In Michigan, the Republican-controlled state Legislature is pushing a measure through its lame-duck session aimed at placing limits on what science the incoming Democratic governor can use when creating chemical clean-up standards.

The measure, which would require regulators to only accept studies used by the Environmental Protection Agency, which under the Trump administration is rejecting previously accepted studies that cite proprietary data, is believed by activists to be fast-tracked so it can make it to Republican Gov. Rick Snyder’s desk before Democratic Gov.-elect Gretchen Whitmer takes office.

The bill is moving fast; it was introduced Nov. 29, reported out of committee Tuesday morning and passed that afternoon by the full Senate, where Republicans have a 22-16 majority.

Advocates said they are unsure of the bill’s prospects in the House, where Republicans hold a 58-52 edge. However, they said they are shaken by the urgency of Republicans legislating environmental policy during the lame-duck after Democrats won in Michigan campaigning largely on environmental issues like clean water.
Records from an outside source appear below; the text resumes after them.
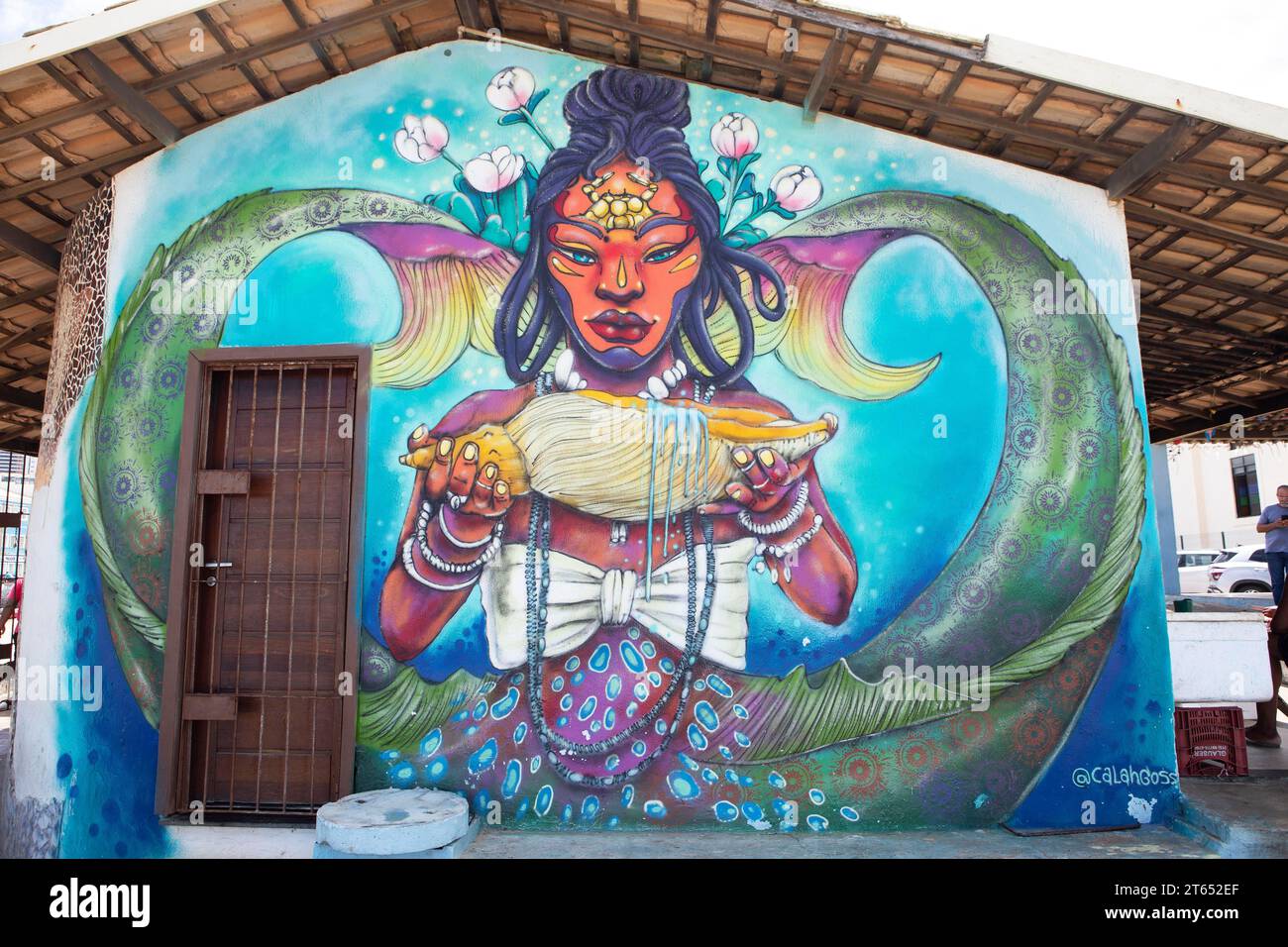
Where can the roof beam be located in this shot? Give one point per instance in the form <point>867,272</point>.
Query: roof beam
<point>18,397</point>
<point>29,247</point>
<point>1205,279</point>
<point>1188,222</point>
<point>825,75</point>
<point>167,80</point>
<point>38,331</point>
<point>130,101</point>
<point>1171,431</point>
<point>1198,322</point>
<point>1140,165</point>
<point>849,22</point>
<point>29,296</point>
<point>469,13</point>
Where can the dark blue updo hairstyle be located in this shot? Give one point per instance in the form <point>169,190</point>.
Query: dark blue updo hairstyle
<point>642,116</point>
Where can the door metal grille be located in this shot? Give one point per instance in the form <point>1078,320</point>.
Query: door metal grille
<point>262,715</point>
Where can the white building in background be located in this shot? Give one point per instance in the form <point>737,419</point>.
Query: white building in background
<point>1219,489</point>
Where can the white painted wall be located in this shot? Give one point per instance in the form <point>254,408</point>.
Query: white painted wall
<point>1203,491</point>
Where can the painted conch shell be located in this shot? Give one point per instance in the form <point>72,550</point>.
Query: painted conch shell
<point>627,458</point>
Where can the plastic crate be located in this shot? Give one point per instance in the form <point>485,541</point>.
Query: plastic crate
<point>1210,741</point>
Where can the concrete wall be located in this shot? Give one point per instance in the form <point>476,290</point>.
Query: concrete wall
<point>984,486</point>
<point>1203,491</point>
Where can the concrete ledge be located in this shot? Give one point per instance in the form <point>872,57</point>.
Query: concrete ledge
<point>393,822</point>
<point>455,849</point>
<point>241,840</point>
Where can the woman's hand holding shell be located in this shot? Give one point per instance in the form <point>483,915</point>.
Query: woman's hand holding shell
<point>472,496</point>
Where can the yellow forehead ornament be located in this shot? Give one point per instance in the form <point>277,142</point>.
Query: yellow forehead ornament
<point>621,209</point>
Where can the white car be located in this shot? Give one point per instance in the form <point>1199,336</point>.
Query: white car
<point>1192,565</point>
<point>1239,570</point>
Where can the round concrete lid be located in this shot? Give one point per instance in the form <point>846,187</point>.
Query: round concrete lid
<point>389,822</point>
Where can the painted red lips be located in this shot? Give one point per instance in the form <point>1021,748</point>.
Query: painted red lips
<point>614,325</point>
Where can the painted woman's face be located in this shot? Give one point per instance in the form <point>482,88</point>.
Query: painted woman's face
<point>623,249</point>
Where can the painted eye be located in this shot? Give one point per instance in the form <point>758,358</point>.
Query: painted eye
<point>662,254</point>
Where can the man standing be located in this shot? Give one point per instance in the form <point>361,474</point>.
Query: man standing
<point>1273,522</point>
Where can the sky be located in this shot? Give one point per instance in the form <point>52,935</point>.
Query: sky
<point>1236,48</point>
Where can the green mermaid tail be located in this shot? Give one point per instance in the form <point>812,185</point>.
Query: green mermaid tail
<point>133,418</point>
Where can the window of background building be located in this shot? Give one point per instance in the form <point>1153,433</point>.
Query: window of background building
<point>1247,499</point>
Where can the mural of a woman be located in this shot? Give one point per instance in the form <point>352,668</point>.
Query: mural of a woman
<point>570,622</point>
<point>626,266</point>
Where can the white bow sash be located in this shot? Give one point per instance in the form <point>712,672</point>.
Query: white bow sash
<point>584,596</point>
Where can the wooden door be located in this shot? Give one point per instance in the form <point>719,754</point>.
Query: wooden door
<point>257,678</point>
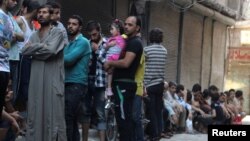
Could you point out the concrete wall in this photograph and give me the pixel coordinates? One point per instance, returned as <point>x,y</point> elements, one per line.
<point>163,16</point>
<point>191,49</point>
<point>206,53</point>
<point>203,46</point>
<point>218,58</point>
<point>122,9</point>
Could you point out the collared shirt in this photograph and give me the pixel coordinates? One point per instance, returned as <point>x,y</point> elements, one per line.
<point>76,60</point>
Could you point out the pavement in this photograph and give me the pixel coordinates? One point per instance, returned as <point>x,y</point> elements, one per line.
<point>176,137</point>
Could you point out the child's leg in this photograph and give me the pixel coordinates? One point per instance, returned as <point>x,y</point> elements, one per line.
<point>110,76</point>
<point>109,89</point>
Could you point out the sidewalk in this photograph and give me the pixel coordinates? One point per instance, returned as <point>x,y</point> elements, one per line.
<point>176,137</point>
<point>187,137</point>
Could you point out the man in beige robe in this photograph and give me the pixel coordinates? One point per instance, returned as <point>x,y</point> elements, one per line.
<point>46,120</point>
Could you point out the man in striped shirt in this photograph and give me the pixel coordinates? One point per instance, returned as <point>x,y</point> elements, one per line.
<point>155,58</point>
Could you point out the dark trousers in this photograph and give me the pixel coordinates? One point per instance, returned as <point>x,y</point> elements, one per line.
<point>14,76</point>
<point>4,78</point>
<point>74,93</point>
<point>23,84</point>
<point>125,126</point>
<point>154,108</point>
<point>137,118</point>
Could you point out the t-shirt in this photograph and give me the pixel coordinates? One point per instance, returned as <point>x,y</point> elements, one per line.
<point>219,111</point>
<point>134,45</point>
<point>6,33</point>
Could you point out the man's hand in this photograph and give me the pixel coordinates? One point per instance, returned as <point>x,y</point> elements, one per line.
<point>94,46</point>
<point>16,115</point>
<point>107,66</point>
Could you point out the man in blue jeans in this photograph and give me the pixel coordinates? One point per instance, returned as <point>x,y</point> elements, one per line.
<point>76,60</point>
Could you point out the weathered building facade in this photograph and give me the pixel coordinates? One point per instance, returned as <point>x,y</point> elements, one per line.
<point>196,32</point>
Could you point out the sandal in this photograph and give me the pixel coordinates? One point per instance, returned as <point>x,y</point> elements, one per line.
<point>166,136</point>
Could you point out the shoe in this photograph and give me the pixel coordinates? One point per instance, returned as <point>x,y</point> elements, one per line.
<point>108,92</point>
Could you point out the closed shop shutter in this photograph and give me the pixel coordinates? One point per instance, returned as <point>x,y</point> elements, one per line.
<point>218,52</point>
<point>163,16</point>
<point>99,10</point>
<point>191,49</point>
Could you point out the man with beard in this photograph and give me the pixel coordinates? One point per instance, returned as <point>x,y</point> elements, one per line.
<point>76,61</point>
<point>56,19</point>
<point>46,119</point>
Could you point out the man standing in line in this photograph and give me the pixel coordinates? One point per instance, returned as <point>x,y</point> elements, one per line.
<point>6,34</point>
<point>26,24</point>
<point>76,61</point>
<point>124,85</point>
<point>56,19</point>
<point>97,82</point>
<point>155,58</point>
<point>46,119</point>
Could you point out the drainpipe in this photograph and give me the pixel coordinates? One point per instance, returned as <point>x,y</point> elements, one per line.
<point>202,41</point>
<point>178,76</point>
<point>211,55</point>
<point>205,11</point>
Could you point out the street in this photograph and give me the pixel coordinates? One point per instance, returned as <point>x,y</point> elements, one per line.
<point>176,137</point>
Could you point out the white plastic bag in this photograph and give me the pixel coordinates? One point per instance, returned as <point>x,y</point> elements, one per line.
<point>189,126</point>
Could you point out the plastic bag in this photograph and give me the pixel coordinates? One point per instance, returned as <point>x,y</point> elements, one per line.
<point>189,126</point>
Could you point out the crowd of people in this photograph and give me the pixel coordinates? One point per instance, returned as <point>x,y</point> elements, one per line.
<point>53,80</point>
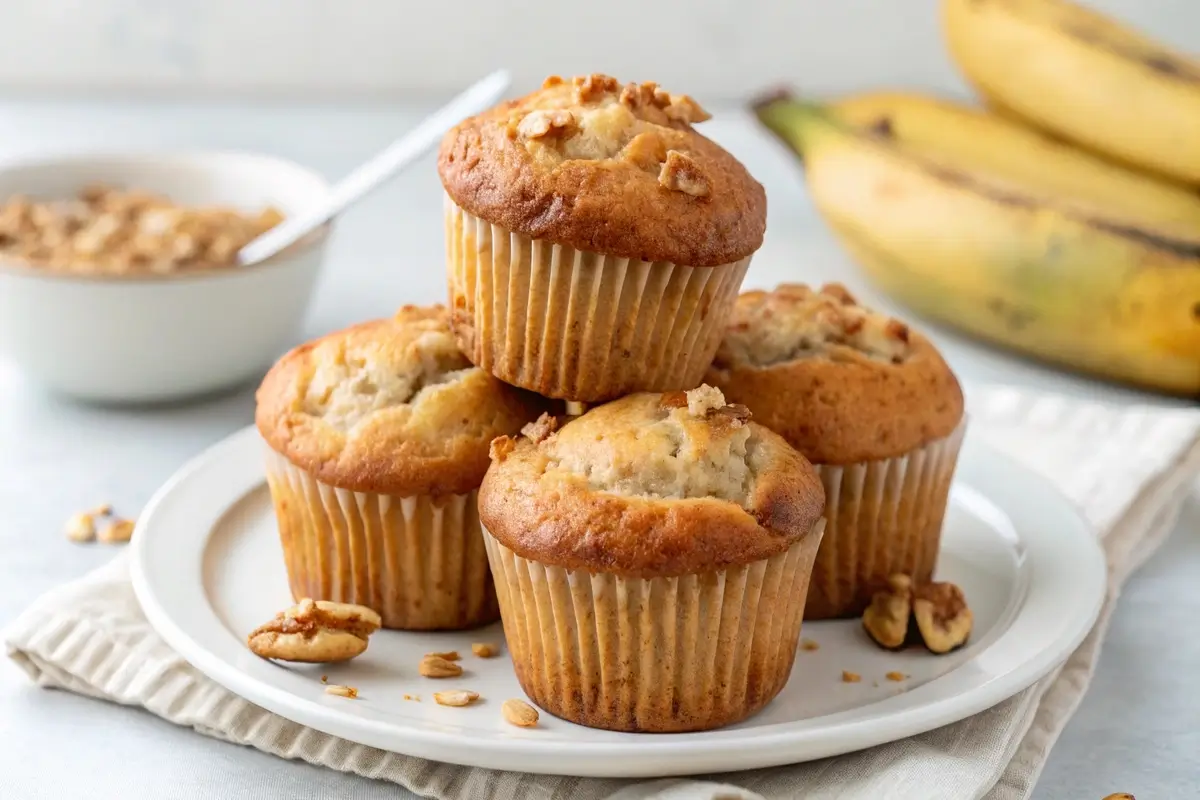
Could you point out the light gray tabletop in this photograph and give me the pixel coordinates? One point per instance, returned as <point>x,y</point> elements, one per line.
<point>1135,732</point>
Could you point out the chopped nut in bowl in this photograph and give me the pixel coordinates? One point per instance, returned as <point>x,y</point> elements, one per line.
<point>118,280</point>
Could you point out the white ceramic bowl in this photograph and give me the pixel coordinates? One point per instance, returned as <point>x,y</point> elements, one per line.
<point>160,337</point>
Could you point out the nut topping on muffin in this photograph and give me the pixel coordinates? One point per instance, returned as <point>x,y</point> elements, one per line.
<point>543,122</point>
<point>682,174</point>
<point>651,483</point>
<point>807,324</point>
<point>610,168</point>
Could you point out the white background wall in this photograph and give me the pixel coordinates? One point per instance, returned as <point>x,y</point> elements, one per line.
<point>717,49</point>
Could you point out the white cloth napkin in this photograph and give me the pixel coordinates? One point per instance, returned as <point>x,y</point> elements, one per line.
<point>1128,469</point>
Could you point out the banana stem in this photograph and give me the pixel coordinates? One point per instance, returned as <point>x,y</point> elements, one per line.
<point>791,119</point>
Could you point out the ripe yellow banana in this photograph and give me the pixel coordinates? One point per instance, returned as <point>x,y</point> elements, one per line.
<point>1084,77</point>
<point>1099,294</point>
<point>961,137</point>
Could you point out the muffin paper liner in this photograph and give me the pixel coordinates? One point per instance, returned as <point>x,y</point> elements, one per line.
<point>418,560</point>
<point>579,325</point>
<point>882,517</point>
<point>687,653</point>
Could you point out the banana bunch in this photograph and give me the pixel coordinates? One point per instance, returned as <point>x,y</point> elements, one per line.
<point>1003,230</point>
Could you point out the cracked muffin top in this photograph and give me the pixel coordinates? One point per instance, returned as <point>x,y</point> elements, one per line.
<point>841,383</point>
<point>651,485</point>
<point>389,405</point>
<point>609,168</point>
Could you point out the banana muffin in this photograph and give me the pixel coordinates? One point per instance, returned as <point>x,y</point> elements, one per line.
<point>378,438</point>
<point>651,559</point>
<point>874,405</point>
<point>595,241</point>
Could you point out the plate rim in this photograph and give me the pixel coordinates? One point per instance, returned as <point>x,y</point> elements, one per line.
<point>673,755</point>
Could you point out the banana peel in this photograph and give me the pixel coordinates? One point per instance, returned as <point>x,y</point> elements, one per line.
<point>1015,265</point>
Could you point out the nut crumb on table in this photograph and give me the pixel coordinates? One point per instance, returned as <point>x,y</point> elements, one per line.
<point>456,697</point>
<point>115,531</point>
<point>433,666</point>
<point>81,528</point>
<point>485,649</point>
<point>520,713</point>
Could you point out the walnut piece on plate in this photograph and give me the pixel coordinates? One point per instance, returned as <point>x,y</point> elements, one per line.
<point>886,620</point>
<point>316,631</point>
<point>942,617</point>
<point>934,614</point>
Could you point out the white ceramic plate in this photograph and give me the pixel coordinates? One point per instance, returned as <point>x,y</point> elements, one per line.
<point>208,570</point>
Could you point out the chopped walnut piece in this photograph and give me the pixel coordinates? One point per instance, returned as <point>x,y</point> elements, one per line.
<point>316,632</point>
<point>942,617</point>
<point>735,414</point>
<point>705,400</point>
<point>897,330</point>
<point>456,697</point>
<point>636,95</point>
<point>676,400</point>
<point>647,150</point>
<point>886,620</point>
<point>438,667</point>
<point>683,108</point>
<point>501,447</point>
<point>520,713</point>
<point>540,429</point>
<point>934,613</point>
<point>679,173</point>
<point>541,122</point>
<point>593,88</point>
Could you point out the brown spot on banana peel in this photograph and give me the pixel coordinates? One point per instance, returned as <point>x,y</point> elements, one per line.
<point>1163,62</point>
<point>1180,248</point>
<point>1015,319</point>
<point>882,128</point>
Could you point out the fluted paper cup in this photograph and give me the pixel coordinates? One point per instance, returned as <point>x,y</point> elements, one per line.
<point>577,325</point>
<point>882,517</point>
<point>418,560</point>
<point>688,653</point>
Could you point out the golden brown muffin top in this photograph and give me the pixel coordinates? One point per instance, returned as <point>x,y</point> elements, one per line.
<point>841,383</point>
<point>391,407</point>
<point>609,168</point>
<point>651,485</point>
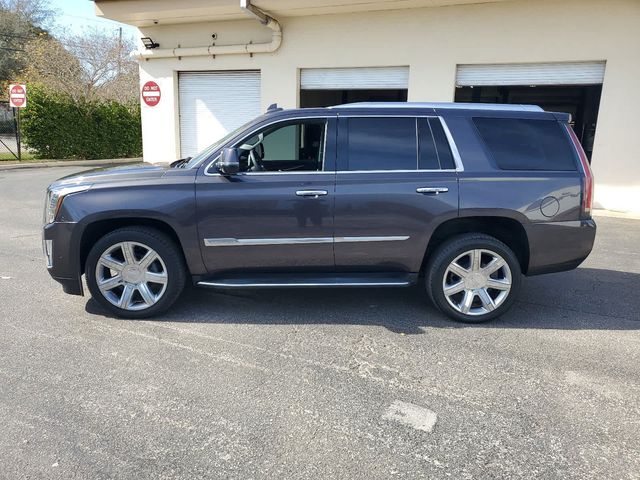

“I’m just shocked by the way that Republicans in Michigan are handling this issue. It seems really tone-deaf. It seems really out of step with where the public is,” said Bob Allison, deputy director of the Michigan League of Conservation Voters. “The public just elected candidates across the board who are talking about this issue and then the first order of business after the election is to gut clean-up standards.”

Jael Holzman contributed to this report.